The most rain was received north of Rosetown, in RM 317, where over 125 mm was recorded Monday night; the area experienced some flooding but most of the water was able to soak in. The Biggar area received 69 mm, the Dinsmore area 65 mm, the Bienfait and Rhein areas 41 mm, the Duck Lake area 34 mm and the Tyner and Bruno areas 25 mm. Many other areas received rain this past week.

With the rainstorms came the wind, which delayed many producers from being able to spray for weeds and insects such as flea beetles, cutworms and grasshoppers.

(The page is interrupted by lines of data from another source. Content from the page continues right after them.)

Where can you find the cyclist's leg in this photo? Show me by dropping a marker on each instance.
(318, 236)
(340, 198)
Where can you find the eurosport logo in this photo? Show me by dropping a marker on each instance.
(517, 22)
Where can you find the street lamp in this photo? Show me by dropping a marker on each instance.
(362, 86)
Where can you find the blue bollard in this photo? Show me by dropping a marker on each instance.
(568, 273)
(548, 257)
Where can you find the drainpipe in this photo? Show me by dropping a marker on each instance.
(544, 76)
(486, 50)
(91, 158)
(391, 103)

Provincially, topsoil moisture conditions have improved compared to the previous week. Cropland topsoil moisture is rated seven per cent surplus, 65 per cent adequate, 19 per cent short and nine per cent very short. Hay and pasture land is rated as six per cent surplus, 61 per cent adequate, 24 per cent short and nine per cent very short. For some hay fields in drier areas, the rain might have come too late and the hay crop may not be ready for first cut in a couple of weeks. In areas where moisture was abundant, the crops look very good.

Provincially, 69 per cent of fall cereals, 60 per cent of pulse crops, 50 per cent of spring cereals and 41 per cent of oilseed crops are at their normal stages of development for this time of year.

Crop conditions across the province mostly range from fair to good. With the recent rains, producers are hopeful that conditions will improve, especially in the west. Most damage this week was from drought, flooding, insects (flea beetles, grasshoppers and cutworms), gophers, hail and wind. Producers have wrapped up some of their reseeding operations and are now turning their focus back to spraying to keep pests under control.